I finally saw my doctor and sought counsel from church. I knew that I wasn’t myself, and I knew that I didn’t want to stay that way, and I knew that I couldn’t fix my problems alone. So, I was prescribed an antidepressant from my doctor. I tried not to be ashamed about this, and talked about it with friends. I immediately felt the results from the medication. I began to feel extreme emotional symptoms. One moment, I would be laughing hysterically, and the next moment I was sobbing uncontrollably. I gained back some motivation, cleaned my house again and got back on top of my laundry routine. I played outside with the boys and enjoyed playing fetch with Ace again. At first, I felt like this was a major fix, but then I realized that I wasn’t actually feeling those emotions. I was only showing the symptoms of those emotions. I was still numb inside. After a few weeks, I began to retreat into myself again. I no longer had anxiety issues. I had full-blown depression.

This isn’t something that comes easy for me to admit. I feel like so many people have said to me, “You’re so strong!” So, I’ve felt like I’ve needed to live up to their perceptions of me. I didn’t want to let my readers and friends down by revealing my inability to cope. My blog is subtitled, “An Army Wife’s Coping Strategies,” and I’ve run out of coping strategies. I’m a failure. Please, don’t tell me that I’m not, because this is a big deal for me to admit that I am, and yes, I am. I have succeeded in my suggestions of how to deal with the stresses of a deployed spouse, but I’ve failed as an example of how to cope with the stresses of a spouse who is suffering from combat-related stress.

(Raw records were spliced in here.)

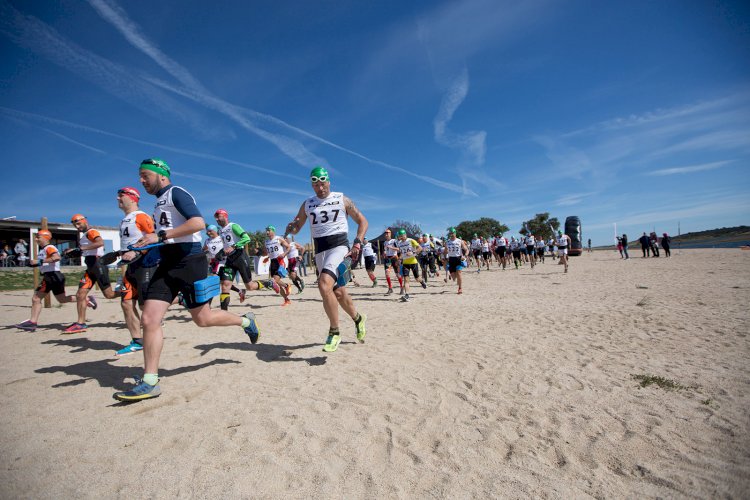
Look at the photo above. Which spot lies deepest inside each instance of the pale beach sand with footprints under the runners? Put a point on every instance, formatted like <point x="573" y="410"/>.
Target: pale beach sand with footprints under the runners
<point x="522" y="386"/>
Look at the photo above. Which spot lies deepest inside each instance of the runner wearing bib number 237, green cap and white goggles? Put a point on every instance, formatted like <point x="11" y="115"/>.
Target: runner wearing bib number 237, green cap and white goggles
<point x="328" y="213"/>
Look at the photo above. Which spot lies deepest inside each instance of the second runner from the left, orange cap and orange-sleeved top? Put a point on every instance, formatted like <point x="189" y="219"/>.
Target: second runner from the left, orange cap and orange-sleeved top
<point x="91" y="247"/>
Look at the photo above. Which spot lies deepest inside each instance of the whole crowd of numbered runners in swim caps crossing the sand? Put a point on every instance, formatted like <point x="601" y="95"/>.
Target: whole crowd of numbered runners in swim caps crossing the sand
<point x="173" y="255"/>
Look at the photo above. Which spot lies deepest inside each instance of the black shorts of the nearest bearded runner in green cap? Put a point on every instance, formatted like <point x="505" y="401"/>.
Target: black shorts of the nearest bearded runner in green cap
<point x="174" y="276"/>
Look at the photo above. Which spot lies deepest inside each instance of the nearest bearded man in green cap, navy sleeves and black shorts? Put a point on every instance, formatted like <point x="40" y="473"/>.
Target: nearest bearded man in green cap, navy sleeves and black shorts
<point x="178" y="225"/>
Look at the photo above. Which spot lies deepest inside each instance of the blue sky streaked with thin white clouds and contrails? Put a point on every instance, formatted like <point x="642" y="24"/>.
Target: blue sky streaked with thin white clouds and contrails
<point x="635" y="113"/>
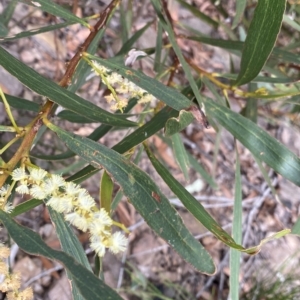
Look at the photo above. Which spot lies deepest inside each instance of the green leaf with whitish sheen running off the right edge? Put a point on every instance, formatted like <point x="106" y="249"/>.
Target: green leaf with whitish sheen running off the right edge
<point x="260" y="143"/>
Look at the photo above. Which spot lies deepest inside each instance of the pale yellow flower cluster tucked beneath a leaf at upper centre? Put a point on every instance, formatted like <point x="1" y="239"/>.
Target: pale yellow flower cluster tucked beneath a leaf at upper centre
<point x="117" y="84"/>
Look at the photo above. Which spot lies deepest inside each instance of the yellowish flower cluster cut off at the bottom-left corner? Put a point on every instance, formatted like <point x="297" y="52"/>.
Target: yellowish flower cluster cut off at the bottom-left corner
<point x="10" y="282"/>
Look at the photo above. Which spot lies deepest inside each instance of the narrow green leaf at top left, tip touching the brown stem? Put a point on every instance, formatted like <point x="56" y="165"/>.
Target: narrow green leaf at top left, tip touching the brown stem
<point x="57" y="10"/>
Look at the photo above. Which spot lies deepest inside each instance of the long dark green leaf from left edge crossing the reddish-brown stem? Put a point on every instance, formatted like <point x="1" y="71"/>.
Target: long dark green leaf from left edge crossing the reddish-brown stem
<point x="57" y="94"/>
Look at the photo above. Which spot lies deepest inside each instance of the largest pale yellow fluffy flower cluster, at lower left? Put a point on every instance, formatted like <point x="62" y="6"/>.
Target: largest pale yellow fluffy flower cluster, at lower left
<point x="78" y="207"/>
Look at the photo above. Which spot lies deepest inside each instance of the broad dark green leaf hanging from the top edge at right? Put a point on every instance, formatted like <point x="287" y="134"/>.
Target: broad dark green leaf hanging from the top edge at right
<point x="261" y="38"/>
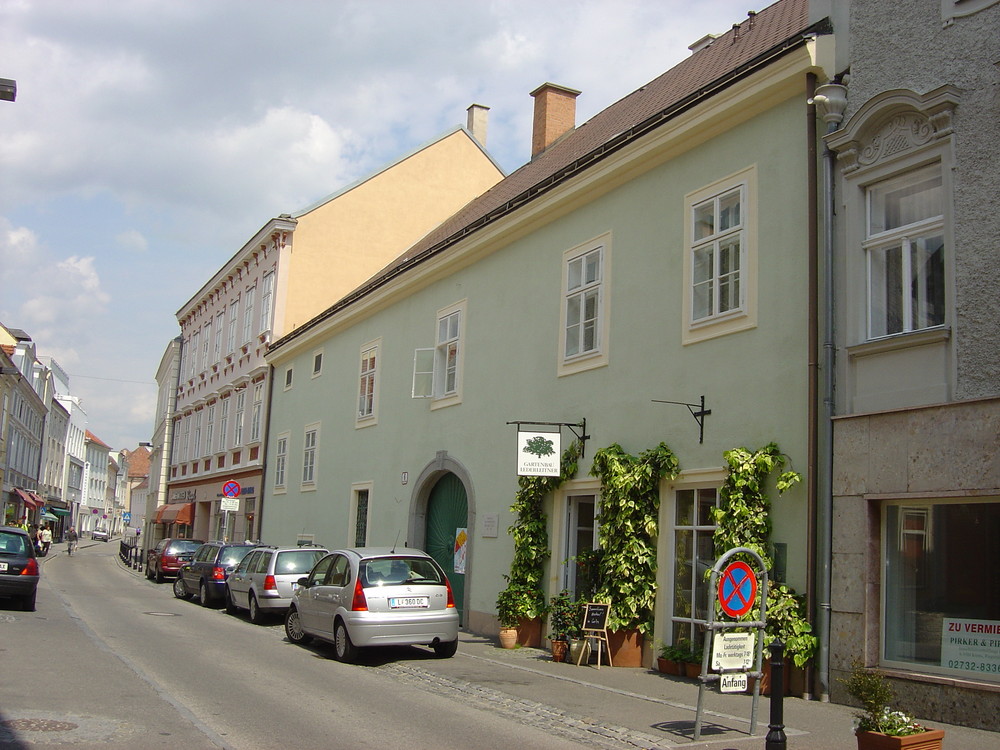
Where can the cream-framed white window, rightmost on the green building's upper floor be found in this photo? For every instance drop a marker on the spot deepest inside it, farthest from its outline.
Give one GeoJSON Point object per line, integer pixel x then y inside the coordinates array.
{"type": "Point", "coordinates": [743, 314]}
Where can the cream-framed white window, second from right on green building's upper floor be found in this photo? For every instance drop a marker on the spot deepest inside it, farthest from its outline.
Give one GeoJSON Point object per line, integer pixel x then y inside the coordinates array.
{"type": "Point", "coordinates": [576, 287]}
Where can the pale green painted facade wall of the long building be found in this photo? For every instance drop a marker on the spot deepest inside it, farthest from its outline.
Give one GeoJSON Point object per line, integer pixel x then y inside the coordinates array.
{"type": "Point", "coordinates": [754, 381]}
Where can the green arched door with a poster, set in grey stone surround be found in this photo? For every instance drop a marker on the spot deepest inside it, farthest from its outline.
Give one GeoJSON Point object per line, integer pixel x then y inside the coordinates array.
{"type": "Point", "coordinates": [447, 532]}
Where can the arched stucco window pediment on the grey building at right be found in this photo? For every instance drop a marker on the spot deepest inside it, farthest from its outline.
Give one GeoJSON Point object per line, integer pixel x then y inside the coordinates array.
{"type": "Point", "coordinates": [892, 125]}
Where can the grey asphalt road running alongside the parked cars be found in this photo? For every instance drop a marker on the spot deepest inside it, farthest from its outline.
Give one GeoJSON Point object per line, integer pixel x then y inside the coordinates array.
{"type": "Point", "coordinates": [112, 660]}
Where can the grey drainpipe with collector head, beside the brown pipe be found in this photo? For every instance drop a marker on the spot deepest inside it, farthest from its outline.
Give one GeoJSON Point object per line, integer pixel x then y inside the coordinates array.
{"type": "Point", "coordinates": [831, 100]}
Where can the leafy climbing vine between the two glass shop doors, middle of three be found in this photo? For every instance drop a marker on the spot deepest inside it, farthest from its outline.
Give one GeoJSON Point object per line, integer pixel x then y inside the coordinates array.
{"type": "Point", "coordinates": [630, 502]}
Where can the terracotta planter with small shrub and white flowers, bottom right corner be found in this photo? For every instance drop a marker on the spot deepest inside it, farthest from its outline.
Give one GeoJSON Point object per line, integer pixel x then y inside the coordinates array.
{"type": "Point", "coordinates": [878, 726]}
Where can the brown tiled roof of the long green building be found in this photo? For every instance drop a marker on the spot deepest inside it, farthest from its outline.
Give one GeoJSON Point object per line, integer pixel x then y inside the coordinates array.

This week, I’ve admitted that I need help beyond friends and family. I tried drugs, and they were a temporary fix. I need more help than what I’ve been doing, so I spoke to my pastor, and he set me up with a Christian counseling center. Next week, I’ll share some of my break-through’s from my first counseling session. It was wonderful to pin-point my source of anger and to have someone, who doesn’t know my husband or me, see things from my perspective and tell me, out loud, that I’m not crazy. I’m not ready for pow-wow’s with friends or family yet, but I know that I’m making progress. I have a fear that strangers might judge me for my depression, enemies might rejoice in my pain, and family/friends might be offended by the things that I’ve written. I’m afraid that other Christians might say that I have lost faith, but I absolutely have not. I can’t let these concerns hold me back from taking this step. I have to get better for my family and for myself. This is no way to live.

My name is Cathi. My husband has been gone for over 16 months. He returned from war with combat-related stress. I have depression from coping with his war injuries.